I tried grouping by pandas
for k,g in df.groupby(df['pos'] - np.arange(df.shape[0])):
u=g.ix[0:,2:].sum()
but its groups all the consecutive numbers which I dont want
ALSO I NEED SOMETHING FAST AS I HAVE 2611774 ROW IN MY DATAFILE
Hope this will solve your problem
import pandas as pd
df = pd.DataFrame( columns=['pos','k','y'])
cf = pd.DataFrame( columns=['pos','k','y'])

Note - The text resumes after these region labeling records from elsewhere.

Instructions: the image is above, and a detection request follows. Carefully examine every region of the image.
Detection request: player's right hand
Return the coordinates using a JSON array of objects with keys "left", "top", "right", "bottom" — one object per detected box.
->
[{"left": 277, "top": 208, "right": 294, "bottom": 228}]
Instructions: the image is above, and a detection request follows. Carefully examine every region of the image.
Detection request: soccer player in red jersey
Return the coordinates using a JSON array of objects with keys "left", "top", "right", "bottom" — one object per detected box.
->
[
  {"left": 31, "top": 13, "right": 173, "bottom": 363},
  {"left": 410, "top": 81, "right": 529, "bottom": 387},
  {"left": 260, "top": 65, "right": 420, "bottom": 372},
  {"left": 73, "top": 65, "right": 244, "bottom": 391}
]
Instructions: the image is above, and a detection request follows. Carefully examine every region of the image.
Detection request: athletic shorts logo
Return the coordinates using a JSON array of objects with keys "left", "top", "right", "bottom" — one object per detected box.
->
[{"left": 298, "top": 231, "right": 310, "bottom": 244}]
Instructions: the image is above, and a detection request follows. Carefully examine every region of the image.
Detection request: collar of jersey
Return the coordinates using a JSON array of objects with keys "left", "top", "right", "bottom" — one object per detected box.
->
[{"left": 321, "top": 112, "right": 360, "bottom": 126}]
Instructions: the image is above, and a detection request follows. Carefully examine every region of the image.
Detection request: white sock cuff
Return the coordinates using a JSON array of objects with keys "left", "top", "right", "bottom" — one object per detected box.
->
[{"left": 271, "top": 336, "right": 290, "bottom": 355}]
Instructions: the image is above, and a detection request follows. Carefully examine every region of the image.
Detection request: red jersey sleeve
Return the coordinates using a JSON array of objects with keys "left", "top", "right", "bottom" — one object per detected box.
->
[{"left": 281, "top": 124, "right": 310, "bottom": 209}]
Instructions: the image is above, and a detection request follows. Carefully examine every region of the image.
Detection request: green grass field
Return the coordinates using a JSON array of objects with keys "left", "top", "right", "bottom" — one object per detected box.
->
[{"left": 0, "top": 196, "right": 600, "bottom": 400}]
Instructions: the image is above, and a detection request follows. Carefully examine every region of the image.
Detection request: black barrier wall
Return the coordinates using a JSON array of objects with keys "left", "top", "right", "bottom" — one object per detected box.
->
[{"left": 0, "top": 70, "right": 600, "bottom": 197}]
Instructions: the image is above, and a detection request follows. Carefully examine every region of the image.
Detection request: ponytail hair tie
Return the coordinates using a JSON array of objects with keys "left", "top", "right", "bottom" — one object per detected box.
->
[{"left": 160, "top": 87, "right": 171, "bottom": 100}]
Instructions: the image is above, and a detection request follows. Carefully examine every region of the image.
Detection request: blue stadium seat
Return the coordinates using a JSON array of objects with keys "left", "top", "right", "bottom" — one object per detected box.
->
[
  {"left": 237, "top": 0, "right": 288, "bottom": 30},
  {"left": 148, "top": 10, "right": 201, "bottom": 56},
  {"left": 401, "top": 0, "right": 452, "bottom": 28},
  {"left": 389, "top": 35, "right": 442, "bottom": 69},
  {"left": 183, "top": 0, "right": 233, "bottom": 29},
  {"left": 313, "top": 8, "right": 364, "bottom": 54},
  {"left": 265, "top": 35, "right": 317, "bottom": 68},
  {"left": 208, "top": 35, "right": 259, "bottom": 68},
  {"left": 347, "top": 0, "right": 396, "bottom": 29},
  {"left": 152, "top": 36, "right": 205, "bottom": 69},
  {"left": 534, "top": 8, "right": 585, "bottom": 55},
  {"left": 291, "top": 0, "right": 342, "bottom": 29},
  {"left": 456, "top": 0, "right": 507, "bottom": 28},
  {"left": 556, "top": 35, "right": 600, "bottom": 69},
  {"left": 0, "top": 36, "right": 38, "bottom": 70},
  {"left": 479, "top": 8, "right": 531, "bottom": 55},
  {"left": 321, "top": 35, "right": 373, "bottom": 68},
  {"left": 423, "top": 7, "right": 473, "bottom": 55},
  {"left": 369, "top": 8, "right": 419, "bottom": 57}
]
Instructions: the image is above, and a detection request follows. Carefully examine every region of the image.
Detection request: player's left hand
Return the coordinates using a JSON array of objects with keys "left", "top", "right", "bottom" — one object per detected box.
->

df['pos']=123, 124,125,126,128,130,131
df['k']=.7,.4,.3,.4,.3,.4,.3
df['y']=.5,.1,.2,.1,.6,.9,.2
row=0
while 1:
if row+1<len(df):
if(df.loc[row]['pos']+1==df.loc[row+1]['pos']):
cf.loc[row]= df.loc[row]+df.loc[row+1]
cf.loc[row]['pos']=df.loc[row]['pos']
row=row+2
else:
cf.loc[row]= df.loc[row]
row=row+1
else:
break
print cf
Maybe this is faster than a loop, but it won't sum positions 123 and 124 and then 130 and 131 as I think you expect, because it sums odd positions with its consecutive like 129 and 130, 131 and 132...
df = df.set_index('pos')
df_odd = df.loc[df.index.values % 2 == 1]
df_even = df.loc[df.index.values % 2 == 0]
df_even = df_even.set_index(df_even.index.values - 1)
df_odd.add(df_even, fill_value = 0)
Result:
pos k y
123 1.1 0.6
125 0.7 0.3
127 0.3 0.6
129 0.4 0.9
131 0.3 0.2
I have not used pandas before, but if you get the chance to use the data as a list then this should work.
def SumNext(L):
N = xrange(len(L)-1)
Output = [L[i]+L[i+1] for i in N]
return Output
This function will give you a summation of consecutive elements if you input a list.
A=[1,1,2,3,5,8,13]
SumNext(A) => [2,3,5,8,13]
then you just have to read out the values to wherever you like, it is much faster to do things in lists (as opposed to while loops) when you get lots of elements.
then you will just need to figure out the implementation of passing the output back to your data frame.